The memo doesn’t read like corporate blandishment. It reads like a war plan drafted by someone who knows the enemy is at the gates.
“The market is as competitive as I have ever seen it,” OpenAI chief revenue officer Denise Dresser wrote in a four-page internal memo sent to staff on Sunday, viewed by The Verge. The language throughout is blunt, urgent, and mercifully free of the usual Silicon Valley equivocation. The core message: OpenAI must build walls around its business before competitors — chiefly Anthropic — catch up.
Dresser, who recently absorbed duties from former COO Brad Lightcap as he transitions to a special projects role, framed the challenge in explicitly platform terms. “Multi-product adoption makes us harder to replace,” she wrote. “We should stop thinking like a company with separate product lines. We should think like a platform company with multiple entry points and one integrated enterprise offering.”
That single sentence is the strategy. Everything else is execution.
The Anthropic Offensive
The memo’s most striking passage is a point-by-point takedown of Anthropic, OpenAI’s closest rival in the enterprise AI market. Dresser accused Anthropic of inflating its stated run rate by roughly $8 billion through accounting treatment that grosses up revenue shared with Amazon and Google. “We report Microsoft revshare net, which is more inline with standards we would be held to as a public company,” she wrote — a line that reads differently given that both companies reportedly plan to go public this year.
She also attacked Anthropic’s compute strategy as a “strategic misstep” resulting in throttling and weaker availability for customers, and dismissed its coding-focused product as too narrow. “You do not want to be a single-product company in a platform war.”

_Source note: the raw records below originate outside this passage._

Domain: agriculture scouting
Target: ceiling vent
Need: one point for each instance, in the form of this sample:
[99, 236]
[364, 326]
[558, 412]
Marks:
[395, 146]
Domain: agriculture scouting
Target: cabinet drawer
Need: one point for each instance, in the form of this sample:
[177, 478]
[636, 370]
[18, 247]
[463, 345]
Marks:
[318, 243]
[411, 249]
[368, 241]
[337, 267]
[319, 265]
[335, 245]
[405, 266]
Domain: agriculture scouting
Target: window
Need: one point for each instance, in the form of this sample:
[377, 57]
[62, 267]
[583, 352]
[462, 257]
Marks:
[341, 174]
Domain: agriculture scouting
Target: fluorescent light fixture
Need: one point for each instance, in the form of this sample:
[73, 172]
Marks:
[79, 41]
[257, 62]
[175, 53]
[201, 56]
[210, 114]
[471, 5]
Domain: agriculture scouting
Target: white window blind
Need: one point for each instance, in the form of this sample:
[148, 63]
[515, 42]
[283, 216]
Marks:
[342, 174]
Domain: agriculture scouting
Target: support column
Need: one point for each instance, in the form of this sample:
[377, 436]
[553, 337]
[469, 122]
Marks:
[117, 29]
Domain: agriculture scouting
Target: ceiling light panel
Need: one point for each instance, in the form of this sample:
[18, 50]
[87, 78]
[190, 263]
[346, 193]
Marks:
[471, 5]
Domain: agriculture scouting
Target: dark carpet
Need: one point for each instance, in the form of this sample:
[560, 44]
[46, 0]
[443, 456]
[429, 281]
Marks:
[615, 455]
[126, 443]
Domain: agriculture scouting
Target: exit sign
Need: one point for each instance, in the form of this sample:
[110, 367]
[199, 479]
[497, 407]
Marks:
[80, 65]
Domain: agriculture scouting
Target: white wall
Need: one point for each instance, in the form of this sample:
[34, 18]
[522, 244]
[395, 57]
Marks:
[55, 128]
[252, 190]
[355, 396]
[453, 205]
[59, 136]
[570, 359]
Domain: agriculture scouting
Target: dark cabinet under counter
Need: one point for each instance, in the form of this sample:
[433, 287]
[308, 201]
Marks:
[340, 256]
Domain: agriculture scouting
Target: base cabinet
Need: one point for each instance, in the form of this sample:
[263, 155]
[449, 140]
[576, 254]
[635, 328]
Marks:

Anthropic’s narrative, according to Dresser, is “built on fear, restriction, and the idea that a small group of elites should control AI.” OpenAI’s counter-message, she wrote, is to “build powerful systems, put in the right safeguards, expand access, and help people do more.”
Both companies are racing toward the same destination: the public markets, where these competing narratives will be tested by investors rather than journalists.
Outgrowing Microsoft
The memo’s candor extends to OpenAI’s relationship with Microsoft, its largest investor and computing partner. Dresser described the partnership as “foundational” but conceded it has “limited our ability to meet enterprises where they are — for many that’s Bedrock,” Amazon’s cloud platform for AI models.
Since announcing the Amazon partnership in late February, Dresser wrote, inbound demand has been “frankly staggering.” The Amazon Stateful Runtime Environment — which enables memory and continuity across interactions — gives OpenAI a way to reach AWS-native customers, strengthen its position with regulated buyers, and integrate more deeply into production workflows.
According to MarketWatch, Dresser’s memo called the Amazon alliance the key to unlocking AI monetization in the enterprise market. That framing signals how far OpenAI is willing to stretch beyond Redmond to chase revenue.
Stargate UK Shelved
The strategic retrenchment extends to infrastructure. OpenAI confirmed last Thursday it is pausing Stargate UK, a multibillion-pound data centre project at Cobalt Park in North Tyneside, north-east England. The project, part of a wider £31 billion UK tech investment package announced with considerable fanfare, would have deployed thousands of Nvidia chips through a partnership with Nscale.
An OpenAI spokesperson said the company would proceed only when “the right conditions such as regulation and the cost of energy enable long-term infrastructure investment.” The BBC reported that concerns include uncertainty over whether the UK will change copyright law to allow AI training on copyrighted works — a proposal that drew loud opposition from artists including Elton John.
The UK government struck a diplomatic note, saying it had attracted more than £100 billion in private AI investment and would “continue to create the right conditions.” But the optics are unwelcome for a government that has championed AI as an economic growth engine.
Follow the Money
Read together, the memo and the paused deal tell a coherent story. OpenAI is pulling back on capital-intensive infrastructure bets in uncertain markets while concentrating fire on the thing that matters most: converting its early lead in AI into defensible, recurring enterprise revenue before the field catches up.
Dresser’s five priorities — win the model layer, win the agent platform, expand through Amazon, sell the full stack, and own deployment — are not aspirations. They are instructions. The flywheel she describes is simple: better models drive usage, usage drives integration, integration drives multi-product adoption, and multi-product adoption raises switching costs.
That is how you build a moat. The question is whether the walls go up fast enough.